Mais cela ne semble pas vraiment être le cas actuellement, n’est-ce pas?
Actuellement, le métavers semble en effet plutôt conçu comme un gigantesque terrain de jeu et un Disneyland pour la publicité et la consommation. Comme un espace privé dont nous paierons l’utilisation avec nos données d’utilisateur, tout comme sur Internet. Mais il vaudrait certainement la peine de réfléchir à la question de savoir si le métavers et ses multiples possibilités ne pourraient pas également être un espace public. Une sorte d’infrastructure de base que l’État construirait et mettrait à la disposition de tous, au même titre que les routes ou les terrains de sport. Dans un métavers public, nous ne paierions pas avec nos données et pourrions, sous réserve de certaines règles, évoluer librement.
Nombreux sont ceux qui craignent qu’un métavers mu par le commerce et doté d’une nouvelle génération d’algorithmes de recommandation n’enferme encore plus les utilisateurs dans des bulles de filtrage, ne fasse circuler encore plus de fake news et ne polarise encore plus les opinions.

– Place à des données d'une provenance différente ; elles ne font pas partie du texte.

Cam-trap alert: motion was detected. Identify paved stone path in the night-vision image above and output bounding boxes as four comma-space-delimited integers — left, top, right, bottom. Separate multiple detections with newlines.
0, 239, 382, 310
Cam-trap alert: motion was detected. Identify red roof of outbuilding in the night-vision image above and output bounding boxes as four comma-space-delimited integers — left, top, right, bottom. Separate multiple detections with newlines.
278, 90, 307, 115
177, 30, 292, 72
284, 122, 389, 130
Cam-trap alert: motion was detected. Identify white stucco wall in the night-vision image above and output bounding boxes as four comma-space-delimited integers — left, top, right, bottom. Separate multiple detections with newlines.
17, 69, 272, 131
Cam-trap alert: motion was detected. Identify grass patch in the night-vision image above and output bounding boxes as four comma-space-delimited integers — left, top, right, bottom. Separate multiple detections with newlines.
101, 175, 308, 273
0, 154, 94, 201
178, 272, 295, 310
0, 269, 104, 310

Dans ce que l’on appelle l’économie de la dopamine, tout est fait pour que nous restions dans le coup, que nous ne nous ennuyions pas, que nous donnions sans cesse un feed-back et que nous ne puissions ainsi plus nous en passer. En plus, les groupes préfèrent rester entre eux, ce que l’on peut déjà observer dans le monde réel. Internet renforce ces mécanismes et avec le métavers, il sera encore plus difficile de se mettre d’accord sur ce qu’est la réalité. La question essentielle est donc de savoir qui est à la manœuvre dans ce monde, qui le conçoit, le programme et le finance. En effet, selon l’approche, des possibilités extrêmement passionnantes et constructives peuvent s’y ouvrir.
Par exemple?
Les avatars, ces personnages virtuels optimisés par l’intelligence artificielle, peuvent d’une part servir à en apprendre le plus possible sur nous afin d’influencer ou de manipuler ensuite notre comportement à volonté. D’autre part, ils pourraient également permettre à des personnages publics tels que des hommes politiques d’entrer en contact avec davantage de personnes et de leur faire comprendre leurs préoccupations. Un autre exemple est celui des changements de comportement que peuvent provoquer des mondes alternatifs simulés: il est tout à fait concevable que l’expérience très concrète d’un monde parallèle virtuel idéal conduise de nombreuses personnes à être plus exigeantes vis-à-vis de leur propre réalité et à s’engager pour que le monde réel se rapproche de l’état idéal vécu dans le métavers.
Quelles sont vos prévisions? Qu’est-ce qui va s’imposer?
Je suppose que le métavers fonctionnera d’abord comme un marché, un espace virtuel illimité dans lequel on se dispute par tous les moyens le bien le plus rare, notre attention. Si l’on observe la disparition des centres commerciaux dans le monde réel, on peut toutefois se demander pourquoi de tels centres virtuels devraient avoir plus de succès. Et c’est précisément pour cette raison qu’il est utile de se demander si le public ne pourrait pas contribuer à façonner ces nouveaux mondes virtuels dans la logique de l’open data et les faire passer du Far West non réglementé à un espace public virtuel. Car nous n’en sommes encore qu’au début du développement et disposons d’un espace de création. Quiconque est ouvert aux nouvelles technologies, mais attend aussi d’elles des applications constructives et s’interroge sur leurs effets sur la société, devrait poser de telles questions dès maintenant.